People who are delusional, who are mentally ill, who elude us in life, take us somewhere—often to someplace we never expected to go. I have received hundreds of letters since Daughter of the Queen of Sheba was published. Many of them talk about experiences far darker than my mother’s, though no less frustrating. Sometimes it is a surviving family member who has written, because the afflicted family member has committed suicide or died. Sometimes the brother or the sister is wandering out there still, unreachable, uncomprehending and incomprehensible. I do think that the fear, the lack of understanding, the guilt, and the stigma that attach to these disorders deep in the wellsprings of thinking—and I suppose of our human biology—will lessen in time.
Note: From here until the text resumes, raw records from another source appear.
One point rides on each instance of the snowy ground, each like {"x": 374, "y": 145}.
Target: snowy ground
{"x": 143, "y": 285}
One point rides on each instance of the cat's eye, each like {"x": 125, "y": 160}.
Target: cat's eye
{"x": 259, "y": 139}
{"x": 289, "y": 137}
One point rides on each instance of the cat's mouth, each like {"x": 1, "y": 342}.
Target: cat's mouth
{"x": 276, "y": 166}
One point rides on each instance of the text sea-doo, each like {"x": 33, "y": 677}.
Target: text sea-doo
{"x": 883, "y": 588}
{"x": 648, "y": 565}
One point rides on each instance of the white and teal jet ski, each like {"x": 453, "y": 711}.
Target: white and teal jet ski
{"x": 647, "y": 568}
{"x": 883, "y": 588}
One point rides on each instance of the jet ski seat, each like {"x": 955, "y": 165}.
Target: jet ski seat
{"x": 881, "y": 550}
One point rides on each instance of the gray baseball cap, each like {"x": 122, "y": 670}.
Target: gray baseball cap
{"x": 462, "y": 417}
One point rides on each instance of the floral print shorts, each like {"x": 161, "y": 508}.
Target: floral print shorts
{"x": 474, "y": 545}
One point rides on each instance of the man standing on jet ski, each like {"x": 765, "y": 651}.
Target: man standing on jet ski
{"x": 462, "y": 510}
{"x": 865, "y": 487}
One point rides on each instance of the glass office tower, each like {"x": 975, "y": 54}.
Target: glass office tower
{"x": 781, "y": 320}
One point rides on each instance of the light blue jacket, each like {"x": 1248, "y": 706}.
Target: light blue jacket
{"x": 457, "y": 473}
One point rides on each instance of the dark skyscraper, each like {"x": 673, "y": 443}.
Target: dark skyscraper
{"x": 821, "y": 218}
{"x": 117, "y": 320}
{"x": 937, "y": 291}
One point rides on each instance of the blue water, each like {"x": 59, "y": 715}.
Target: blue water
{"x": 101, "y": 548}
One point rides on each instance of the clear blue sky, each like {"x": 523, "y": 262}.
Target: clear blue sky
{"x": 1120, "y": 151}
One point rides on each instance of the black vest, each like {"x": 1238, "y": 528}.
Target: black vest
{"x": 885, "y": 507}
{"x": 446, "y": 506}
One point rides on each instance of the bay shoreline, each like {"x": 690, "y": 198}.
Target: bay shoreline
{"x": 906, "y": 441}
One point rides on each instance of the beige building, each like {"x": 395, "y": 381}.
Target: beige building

I think more demands will have to be made for acceptance, for fair health practices, for money and for insurance coverage. But even in a perfect world, we will be left or have been left with the reality of unreality—the days when all the world’s language hurts too much, or when all its footsteps pass too quickly, when we are the image I used to have of my mother in my brain—of the girl at the bottom of a well I could never reach. Those will be the days when literature fills the gap, as myths have done at one time and tales of the Gods have done in another, when we will only know that our understanding is imperfect and our compassion strained. Those are the days when stories like Daughter of the Queen of Sheba, I hope, will have to suffice—(you might also try reading Yeats) because in creating a connection to ourselves, we do create a connection to that trackless chaos outside of us. And once you have that dialogue in your own imagination of who you are and who is that “other” that you may or may not be able to pull from the well, you have a dialogue. What you choose to do with it, of course, is up to you. My mother sometimes says she will write her own book. Whether she does or not, I will always love the fact that she has the courage which gave me the encouragement to write this one. This book is a testament to her courage, and that you can survive being shattered, even when you do not think that is possible. Her courage gave me this book, and I am in turn, giving it to you.
I have said before that I miss the Queen of Sheba. In some senses that is absolutely true—I miss her dramatic power, her sense of the outrageous, her daily reminder that only our fears keep us anchored to reality. What transports us is our vision. But I want to keep on missing Sheba. I don’t need to see her again—I have her here, right on the page.